The West Wind project on the southern tip of New Zealand’s North Island is an array of 62 2.3 megawatt Siemens turbines. It generates 550 gigawatt-hours per year for Wellington to the east, indicating an average capacity factor of 44% – one of the highest in the world for onshore wind, which is obvious considering the geography. New Zealand’s rich hydro capacity can be ramped to compliment West Wind’s contribution. The farmland isn’t greatly impacted by the towers and roads. This is exactly what I’m thinking of when I profess in-principle support for wind-power: right location, right conditions, right technology mix.
I also feel a bit of an emotional connection to this project as I was honeymooning at Princess Charlotte Sound around the time it was being constructed across the water. I saw a staging yard from the road that contained the huge tower segments, presumably being prepared for transport by barge. I may be making spurious connections here but the timing fits.

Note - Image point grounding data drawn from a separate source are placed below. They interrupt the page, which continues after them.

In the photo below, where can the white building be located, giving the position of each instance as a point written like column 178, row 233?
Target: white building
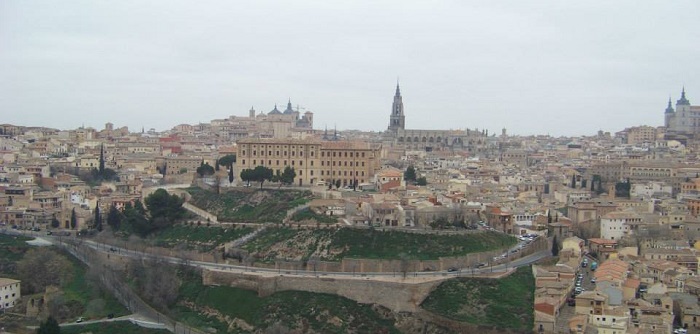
column 9, row 292
column 617, row 224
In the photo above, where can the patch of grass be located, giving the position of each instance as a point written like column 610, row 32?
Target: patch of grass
column 249, row 205
column 12, row 248
column 307, row 214
column 322, row 313
column 206, row 238
column 13, row 240
column 83, row 291
column 503, row 303
column 269, row 237
column 116, row 327
column 335, row 244
column 373, row 244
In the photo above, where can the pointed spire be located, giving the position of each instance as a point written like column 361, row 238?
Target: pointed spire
column 683, row 100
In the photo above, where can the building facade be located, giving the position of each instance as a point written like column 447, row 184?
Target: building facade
column 315, row 162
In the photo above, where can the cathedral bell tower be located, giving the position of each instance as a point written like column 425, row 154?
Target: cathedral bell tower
column 397, row 120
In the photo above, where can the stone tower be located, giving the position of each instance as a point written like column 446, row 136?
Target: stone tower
column 668, row 114
column 397, row 120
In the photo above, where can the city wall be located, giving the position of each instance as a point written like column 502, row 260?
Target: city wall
column 397, row 296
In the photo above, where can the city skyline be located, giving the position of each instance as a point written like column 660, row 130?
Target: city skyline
column 546, row 68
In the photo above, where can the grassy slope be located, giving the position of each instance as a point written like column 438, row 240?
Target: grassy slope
column 12, row 248
column 237, row 206
column 205, row 237
column 503, row 303
column 373, row 244
column 116, row 327
column 82, row 291
column 320, row 312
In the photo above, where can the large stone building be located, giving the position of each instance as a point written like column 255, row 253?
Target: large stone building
column 684, row 120
column 473, row 141
column 315, row 162
column 9, row 293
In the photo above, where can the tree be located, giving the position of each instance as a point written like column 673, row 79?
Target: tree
column 138, row 206
column 98, row 217
column 55, row 223
column 287, row 176
column 73, row 219
column 227, row 160
column 555, row 247
column 204, row 170
column 50, row 326
column 246, row 175
column 259, row 174
column 114, row 218
column 410, row 174
column 622, row 189
column 102, row 160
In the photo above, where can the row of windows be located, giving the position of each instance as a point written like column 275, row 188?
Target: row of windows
column 345, row 173
column 340, row 154
column 277, row 162
column 301, row 163
column 328, row 163
column 277, row 153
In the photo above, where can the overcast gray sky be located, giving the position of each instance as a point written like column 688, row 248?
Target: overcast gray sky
column 533, row 67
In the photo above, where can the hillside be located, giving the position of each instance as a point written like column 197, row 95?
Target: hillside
column 501, row 303
column 249, row 205
column 223, row 309
column 334, row 244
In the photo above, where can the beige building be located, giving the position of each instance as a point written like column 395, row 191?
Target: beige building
column 314, row 162
column 641, row 134
column 182, row 165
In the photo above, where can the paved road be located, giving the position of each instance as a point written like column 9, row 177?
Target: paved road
column 393, row 276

But… we are well on track to a long-speculated future featuring small modular reactors. The NuScale naturally circulating, inherently safe reactor will stand 24.4 metres tall in its containment, compared to an average turbine tower height of 50 metres. This SMR integrates its steam generator within its pressure vessel, but even adding the size of an appropriate turbine, it is still “smaller” than a single wind turbine. Sure, the associated plant is spread over more area… but one 50 MW NuScale unit running for a year will provide 440 gigawatt-hours of fully dispatchable electricity – 80 percent of West Wind’s entire variable output. The SMR is intended to be built and installed by the dozen, in an area of 44 acres, with a design life of sixty years. It is mostly steel and concrete – but far less than what is needed for wind farms, per kilowatt-hour.

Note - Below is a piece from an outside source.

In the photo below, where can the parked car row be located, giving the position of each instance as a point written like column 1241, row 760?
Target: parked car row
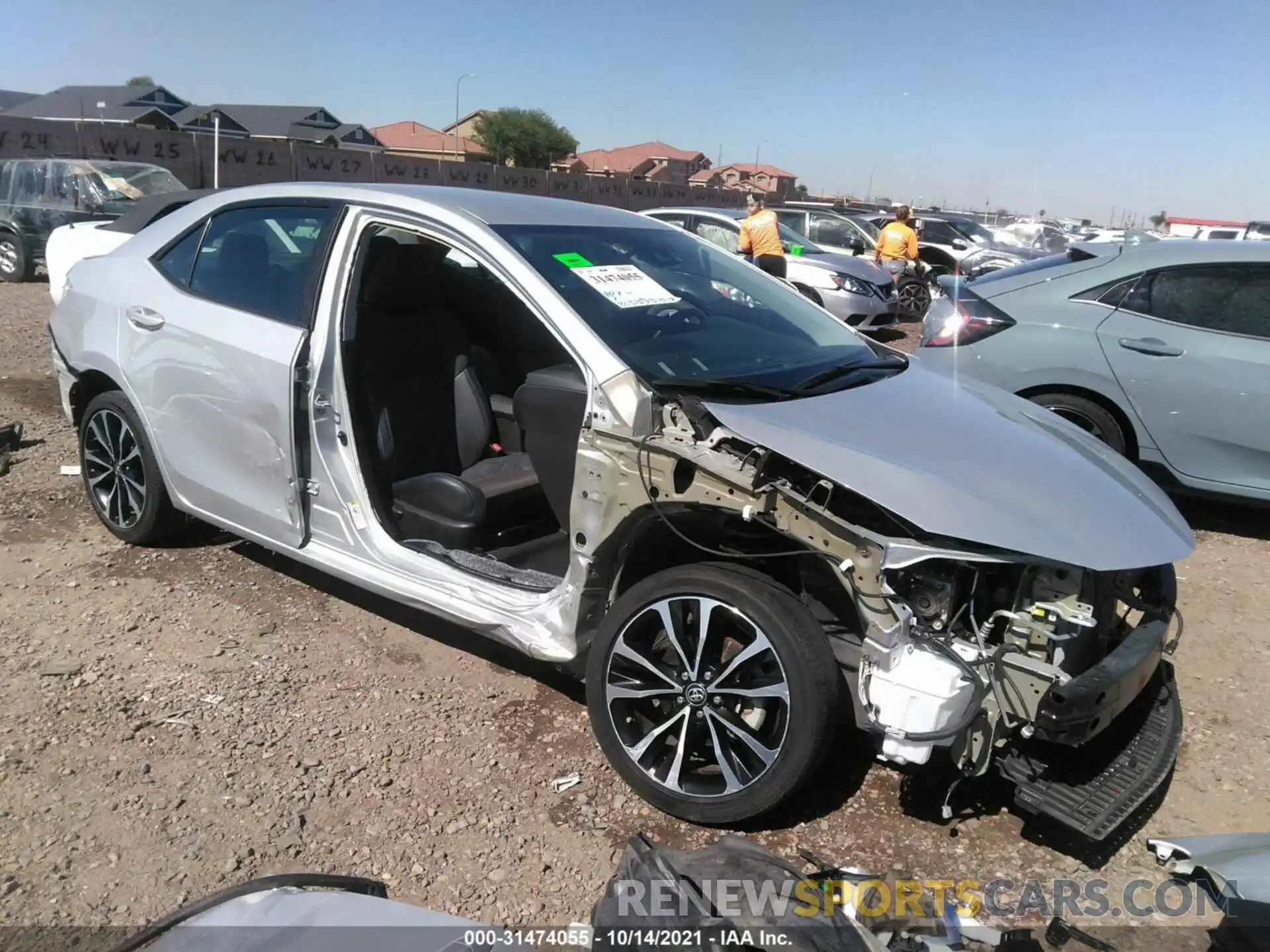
column 616, row 446
column 38, row 196
column 1160, row 350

Everything about this approach to providing electricity is more, and in a more compact package.
Now, this hardly constitutes a feasibility study into nuclear power for New Zealand. I’d be surprised if the North Island ever needs a whole 600 MW plant. I’m with @millysievert: I talk about the potential for plentiful energy but 100% nuclear power nearly anywhere is probably not going to happen. What is vital is to maintain perspective on the realistic proportions of future energy offered by different technologies.